Track navigation tips
This is a relatively new feature, and it can sometimes seem a little rough around the edges. Here are some tips to help you make the most of it:
- The direction of navigation is dependent upon the track. Even so, it doesn’t always seem to work out. If you find that it’s navigating in reverse order, go into Track Manager and select the track you want to navigate, then choose Copy Reversed. It will prepend an exclamation point to the track name (though you can rename it yourself if you wish). Then start navigating the reversed track.

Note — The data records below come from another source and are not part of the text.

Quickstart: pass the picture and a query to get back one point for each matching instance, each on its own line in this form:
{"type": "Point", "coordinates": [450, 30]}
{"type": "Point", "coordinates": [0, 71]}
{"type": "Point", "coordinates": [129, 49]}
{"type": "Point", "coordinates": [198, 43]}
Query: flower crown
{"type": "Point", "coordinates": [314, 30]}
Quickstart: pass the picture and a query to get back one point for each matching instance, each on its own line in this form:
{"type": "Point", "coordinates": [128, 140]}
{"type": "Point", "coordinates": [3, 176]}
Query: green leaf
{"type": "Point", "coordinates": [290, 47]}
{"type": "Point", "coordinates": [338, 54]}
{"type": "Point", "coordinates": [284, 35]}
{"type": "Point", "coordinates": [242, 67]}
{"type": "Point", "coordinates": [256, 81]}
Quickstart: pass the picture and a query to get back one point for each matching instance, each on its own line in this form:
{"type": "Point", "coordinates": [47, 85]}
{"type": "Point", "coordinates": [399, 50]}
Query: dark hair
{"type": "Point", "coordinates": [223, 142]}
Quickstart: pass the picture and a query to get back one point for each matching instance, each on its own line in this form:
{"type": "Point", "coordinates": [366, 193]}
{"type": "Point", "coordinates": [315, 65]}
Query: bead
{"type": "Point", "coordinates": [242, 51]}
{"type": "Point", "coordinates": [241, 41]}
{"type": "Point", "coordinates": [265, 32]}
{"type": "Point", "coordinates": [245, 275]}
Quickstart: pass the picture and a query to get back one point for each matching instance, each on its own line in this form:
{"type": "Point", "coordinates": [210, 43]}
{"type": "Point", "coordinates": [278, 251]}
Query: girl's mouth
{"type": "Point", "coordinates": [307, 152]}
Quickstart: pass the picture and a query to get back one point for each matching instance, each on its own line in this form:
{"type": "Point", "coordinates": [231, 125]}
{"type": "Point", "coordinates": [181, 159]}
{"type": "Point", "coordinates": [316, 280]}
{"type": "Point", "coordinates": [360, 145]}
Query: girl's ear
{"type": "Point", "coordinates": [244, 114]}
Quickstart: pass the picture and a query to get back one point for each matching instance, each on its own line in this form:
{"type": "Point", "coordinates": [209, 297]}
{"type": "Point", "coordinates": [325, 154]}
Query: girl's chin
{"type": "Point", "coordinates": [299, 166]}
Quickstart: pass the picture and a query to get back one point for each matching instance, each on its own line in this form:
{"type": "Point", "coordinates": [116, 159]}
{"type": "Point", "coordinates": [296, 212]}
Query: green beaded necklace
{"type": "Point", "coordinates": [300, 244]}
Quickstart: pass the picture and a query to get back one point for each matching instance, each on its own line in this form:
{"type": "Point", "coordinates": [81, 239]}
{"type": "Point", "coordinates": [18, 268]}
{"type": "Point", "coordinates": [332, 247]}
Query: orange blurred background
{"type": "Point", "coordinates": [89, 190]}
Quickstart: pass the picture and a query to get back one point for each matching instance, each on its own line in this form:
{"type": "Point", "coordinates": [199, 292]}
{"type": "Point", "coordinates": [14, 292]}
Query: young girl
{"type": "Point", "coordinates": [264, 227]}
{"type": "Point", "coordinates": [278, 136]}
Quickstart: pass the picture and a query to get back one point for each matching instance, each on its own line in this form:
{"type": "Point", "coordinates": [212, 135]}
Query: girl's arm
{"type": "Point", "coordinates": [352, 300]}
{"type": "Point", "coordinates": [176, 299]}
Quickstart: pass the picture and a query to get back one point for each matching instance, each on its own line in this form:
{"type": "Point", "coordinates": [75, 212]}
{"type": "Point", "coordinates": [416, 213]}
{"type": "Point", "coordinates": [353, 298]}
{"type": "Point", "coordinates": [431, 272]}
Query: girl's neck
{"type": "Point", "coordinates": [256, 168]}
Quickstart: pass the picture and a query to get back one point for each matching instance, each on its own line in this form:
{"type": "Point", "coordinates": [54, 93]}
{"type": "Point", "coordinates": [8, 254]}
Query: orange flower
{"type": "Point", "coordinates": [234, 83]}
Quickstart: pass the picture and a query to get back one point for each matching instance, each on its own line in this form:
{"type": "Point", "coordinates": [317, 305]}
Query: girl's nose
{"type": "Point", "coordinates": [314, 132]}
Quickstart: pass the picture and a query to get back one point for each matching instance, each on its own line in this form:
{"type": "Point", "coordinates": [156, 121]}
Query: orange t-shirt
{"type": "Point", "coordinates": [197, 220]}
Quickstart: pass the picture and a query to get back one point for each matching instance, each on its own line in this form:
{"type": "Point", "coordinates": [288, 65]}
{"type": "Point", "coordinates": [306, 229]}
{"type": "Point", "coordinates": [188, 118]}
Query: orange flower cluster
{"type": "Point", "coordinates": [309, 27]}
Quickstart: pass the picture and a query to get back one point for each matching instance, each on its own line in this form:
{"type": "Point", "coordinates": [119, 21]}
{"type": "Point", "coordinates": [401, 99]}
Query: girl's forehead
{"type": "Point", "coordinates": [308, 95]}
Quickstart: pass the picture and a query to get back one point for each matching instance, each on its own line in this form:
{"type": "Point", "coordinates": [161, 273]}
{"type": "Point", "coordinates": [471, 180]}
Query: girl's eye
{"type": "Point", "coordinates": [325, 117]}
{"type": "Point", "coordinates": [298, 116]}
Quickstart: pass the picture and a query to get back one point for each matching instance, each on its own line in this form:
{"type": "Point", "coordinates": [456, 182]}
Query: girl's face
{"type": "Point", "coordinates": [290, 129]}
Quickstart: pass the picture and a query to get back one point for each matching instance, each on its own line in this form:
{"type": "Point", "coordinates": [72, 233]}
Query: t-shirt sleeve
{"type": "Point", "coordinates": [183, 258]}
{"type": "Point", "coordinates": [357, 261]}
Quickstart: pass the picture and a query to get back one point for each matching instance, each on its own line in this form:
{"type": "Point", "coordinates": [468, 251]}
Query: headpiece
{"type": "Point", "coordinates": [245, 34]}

- If you’re going on an out and back trip, at the turn around point choose Where To? > Track > Current Track > Tracback. It may take a short distance for it to start showing the correct mileage and next waypoint, but it should work.
- You may find it helpful to use some of the following data fields: Distance to next (waypoint), Waypoint (name) at next, and Distance to (final) destination. You can see examples of the first two in the top screenshot.
- You can check the order of waypoints on the Active Route screen (seen at right).
- Try out the elevation dashboard (seen below). This shows your elevation history on the left in green, with remaining track elevation change on the right in blue. On the Oregon, access this via Setup > Map > Data Fields > Dashboard > Elevation Plot.
- UPDATE: You can insert a waypoint into a track you are already navigating by creating it on the map. Tap the map, fine tune the location (make sure it is along the track), tap the top info box and then the mark waypoint icon.
- Enjoy! I’d love to hear what you think about this feature, along with any suggestions for Garmin to improve it.